Appendix (“App.”) at 42. Dr. Lamsback responded, “Yeah, but it didn’t change my

conclusions. . .” Id. Defense counsel then asked Dr. Lamsback to opine whether it was

safe to place a PEG tube in Ms. Goldberg on August 12. Plaintiff’s counsel objected and

at sidebar indicated that he did not know what Dr. Lamsback’s opinion would be because

his report was based on the mistaken assumption that Ms. Goldberg had aspiration

pneumonia on admission. Plaintiff’s counsel also indicated he had struggled with whether

to file a motion concerning this issue before trial. The district court allowed Dr.

Lamsback to answer the question, and he opined that, even without aspiration

pneumonia, a tube should not have been placed on August 12 due to Ms. Goldberg’s

infection and breathing problems. Plaintiff’s counsel cross-examined Dr. Lamsback, who

admitted that aspiration pneumonia was one of the factors that informed his original

opinion in his report.

At the end of the trial, the jury returned a verdict in favor of Appellees. Appellant

moved for a new trial arguing that Dr. Lamsback’s opinion should not have been

admitted because it was beyond the scope of his expert report. Appellant also sought a

new trial arguing defense counsel suborned perjury by characterizing Dr. Lamsback’s

mistake as a typographical error and Dr. Lamsback committed perjury by agreeing with

the characterization. The district court found that Dr. Lamsback’s opinion—that

placement of a PEG tube was inappropriate—was adequately expressed and disclosed in

his report. The only difference in Dr. Lamsback’s testimony at trial was that he conceded

that one of the factual bases for his opinion was wrong. The district court also found that,

4 although characterizing the mistake as a typographical error was “disingenuous at best,”

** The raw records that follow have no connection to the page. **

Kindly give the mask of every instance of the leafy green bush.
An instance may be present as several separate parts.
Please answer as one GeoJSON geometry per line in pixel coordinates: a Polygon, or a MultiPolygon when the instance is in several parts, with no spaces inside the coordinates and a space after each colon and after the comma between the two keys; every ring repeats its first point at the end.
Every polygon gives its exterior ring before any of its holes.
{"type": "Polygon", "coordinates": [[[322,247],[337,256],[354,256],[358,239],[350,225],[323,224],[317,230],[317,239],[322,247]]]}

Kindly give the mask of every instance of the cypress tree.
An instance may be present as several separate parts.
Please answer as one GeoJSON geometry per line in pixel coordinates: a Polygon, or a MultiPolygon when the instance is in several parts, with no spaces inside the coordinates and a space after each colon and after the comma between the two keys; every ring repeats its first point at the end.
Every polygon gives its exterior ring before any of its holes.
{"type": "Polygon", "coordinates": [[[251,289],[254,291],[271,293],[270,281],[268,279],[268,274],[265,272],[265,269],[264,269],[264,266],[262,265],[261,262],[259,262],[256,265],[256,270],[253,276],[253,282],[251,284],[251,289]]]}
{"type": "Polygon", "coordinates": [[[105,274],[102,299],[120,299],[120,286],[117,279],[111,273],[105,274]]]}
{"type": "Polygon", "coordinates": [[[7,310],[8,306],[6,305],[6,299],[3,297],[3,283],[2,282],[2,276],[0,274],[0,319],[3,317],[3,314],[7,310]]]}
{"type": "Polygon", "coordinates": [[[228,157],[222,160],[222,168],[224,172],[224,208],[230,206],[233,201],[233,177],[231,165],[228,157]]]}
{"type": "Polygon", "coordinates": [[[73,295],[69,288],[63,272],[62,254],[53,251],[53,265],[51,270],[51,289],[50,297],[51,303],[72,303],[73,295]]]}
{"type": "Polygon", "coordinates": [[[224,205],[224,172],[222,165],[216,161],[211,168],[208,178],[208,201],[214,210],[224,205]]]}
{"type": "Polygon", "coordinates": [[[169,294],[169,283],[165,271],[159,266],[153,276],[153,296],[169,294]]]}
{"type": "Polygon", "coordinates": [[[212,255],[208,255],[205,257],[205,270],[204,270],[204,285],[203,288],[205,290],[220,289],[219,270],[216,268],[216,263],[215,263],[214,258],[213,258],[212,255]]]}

it did not amount to perjury. App. at 7. The district court denied Appellant’s motion, and

Appellant timely appealed.

II.

Appellant argues that the district court erred in failing to exclude Dr. Lamsback’s

testimony under Federal Rule of Civil Procedure 37(c) for failure to supplement Dr.

Lamsback’s report, failing to exclude Dr. Lamsback’s testimony as beyond the scope of

his expert report, and failing to grant a new trial based on the above failures and based on

perjury and subornation of perjury. We have jurisdiction to review final orders of the

district court. 28 U.S.C. § 1291.

In general, we review a district court’s denial of a motion for a new trial for abuse

of discretion. Starceski v. Westinghouse Elec.